Go! Pack! Go!
Last week we served Crab Louis salad in honor of Fishermen’s Wharf. Chuck also did his best to replicate a fancy flounder dish and found that flounder is simply not widely available in Wisconsin in the fall.
The Packers lost to San Francisco.
We had a wild week in between games with little time for research into foods of Washington, D.C., home of the team called the Redskins. We joked about serving pork. We suggested turkey. We attempted a play on words for fiscal cliff or gridlock. Finally, I did a search or two on my smart phone as we drove to visit La Petite in Lake Geneva.

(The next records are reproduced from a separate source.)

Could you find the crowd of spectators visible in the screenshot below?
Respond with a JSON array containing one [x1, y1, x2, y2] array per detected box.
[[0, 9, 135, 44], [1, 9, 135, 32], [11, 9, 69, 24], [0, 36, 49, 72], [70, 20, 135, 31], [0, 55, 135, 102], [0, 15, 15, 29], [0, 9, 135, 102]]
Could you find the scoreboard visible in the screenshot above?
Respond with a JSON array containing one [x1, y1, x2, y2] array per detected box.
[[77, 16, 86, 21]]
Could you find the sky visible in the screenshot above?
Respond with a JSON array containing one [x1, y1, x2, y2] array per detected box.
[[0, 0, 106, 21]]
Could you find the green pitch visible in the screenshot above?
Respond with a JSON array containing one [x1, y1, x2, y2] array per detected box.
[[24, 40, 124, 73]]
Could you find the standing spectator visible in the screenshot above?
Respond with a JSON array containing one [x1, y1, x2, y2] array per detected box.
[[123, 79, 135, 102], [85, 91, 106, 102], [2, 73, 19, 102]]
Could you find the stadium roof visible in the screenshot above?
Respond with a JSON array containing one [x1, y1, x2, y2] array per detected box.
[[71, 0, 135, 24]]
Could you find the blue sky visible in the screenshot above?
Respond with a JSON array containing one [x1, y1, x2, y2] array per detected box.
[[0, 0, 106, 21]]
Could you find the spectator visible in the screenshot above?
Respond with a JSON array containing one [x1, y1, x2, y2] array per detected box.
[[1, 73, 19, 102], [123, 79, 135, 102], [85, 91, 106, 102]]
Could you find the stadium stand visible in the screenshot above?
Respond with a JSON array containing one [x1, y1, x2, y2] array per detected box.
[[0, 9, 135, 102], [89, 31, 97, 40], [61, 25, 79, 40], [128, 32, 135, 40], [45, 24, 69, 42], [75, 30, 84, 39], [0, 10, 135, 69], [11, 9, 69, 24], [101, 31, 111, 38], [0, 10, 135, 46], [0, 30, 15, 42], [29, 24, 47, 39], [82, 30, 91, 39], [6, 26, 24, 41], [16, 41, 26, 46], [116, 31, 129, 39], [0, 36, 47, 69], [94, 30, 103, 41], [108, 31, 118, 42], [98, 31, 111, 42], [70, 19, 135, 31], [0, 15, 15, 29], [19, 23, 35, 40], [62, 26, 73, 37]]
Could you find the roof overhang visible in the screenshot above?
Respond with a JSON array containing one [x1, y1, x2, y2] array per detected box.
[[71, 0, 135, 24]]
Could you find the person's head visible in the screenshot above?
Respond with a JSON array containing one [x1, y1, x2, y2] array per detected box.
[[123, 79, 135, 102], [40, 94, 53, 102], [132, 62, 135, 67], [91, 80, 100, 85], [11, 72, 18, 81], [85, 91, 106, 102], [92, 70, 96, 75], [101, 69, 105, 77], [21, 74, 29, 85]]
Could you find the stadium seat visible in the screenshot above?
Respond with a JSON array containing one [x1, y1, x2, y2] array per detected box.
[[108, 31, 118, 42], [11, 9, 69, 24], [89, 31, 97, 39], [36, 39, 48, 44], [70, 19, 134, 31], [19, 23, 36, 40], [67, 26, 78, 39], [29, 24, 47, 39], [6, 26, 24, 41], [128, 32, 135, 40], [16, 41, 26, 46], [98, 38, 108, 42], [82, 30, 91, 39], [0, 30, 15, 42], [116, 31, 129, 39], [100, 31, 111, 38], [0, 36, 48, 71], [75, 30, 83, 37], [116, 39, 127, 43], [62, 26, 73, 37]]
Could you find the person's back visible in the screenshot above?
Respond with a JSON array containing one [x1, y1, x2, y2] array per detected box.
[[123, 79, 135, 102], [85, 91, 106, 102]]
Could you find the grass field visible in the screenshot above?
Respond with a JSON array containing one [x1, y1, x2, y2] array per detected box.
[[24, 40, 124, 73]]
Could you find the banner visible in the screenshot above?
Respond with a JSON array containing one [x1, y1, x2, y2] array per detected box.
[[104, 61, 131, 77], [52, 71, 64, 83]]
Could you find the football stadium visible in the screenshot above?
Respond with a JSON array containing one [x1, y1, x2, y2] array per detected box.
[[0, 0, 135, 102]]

We found the half-smoke. The half-smoke is a sausage served on a bun, covered in barbecue sauce, sometimes half pork and half beef and sometimes sliced in half lengthwise before cooking. It’s as close as D.C. comes to having its own indigenous food.
A stopover in East Troy took care of everything. We picked up a turkey pot pie at The Elegant Farmer and planned to cook it for Sunday lunch. A few miles down the road we bought our own travel lunch from a BBQ truck and found already cooked and seasoned sausages that looked perfect for our version of the Half-Smoke. A pot pie, a pound of sausage, a bag of ice, and our cooler, and we were in business.
We made it home from Lake Geneva Saturday night just in time to cook the half-smokes and listen to Prairie Home Companion on public radio. Sunday lunch, the turkey pot pie, was delicious. Bonus: it left several leftover pieces for lunches later this week.
But the best bonus: Green Bay beat Washington, 38-20.
Cincinnati, bring it on. We’ll be ready. We’ll serve – so, readers, what kind of foods do Cincinnati residents call their own? Help me out with suggestions, please. We Cheeseheads are hungry for another Super Bowl.
What DO people in Cincinnati eat? I have no idea…
Hope the Pack looks as good as they did yesterday, though!
I know I will be eating rhubarb crisp:)
I put Amigo in charge of research this week. My dear darling husband will be in Cincinnati with the satellite truck, so his research will come too late for us.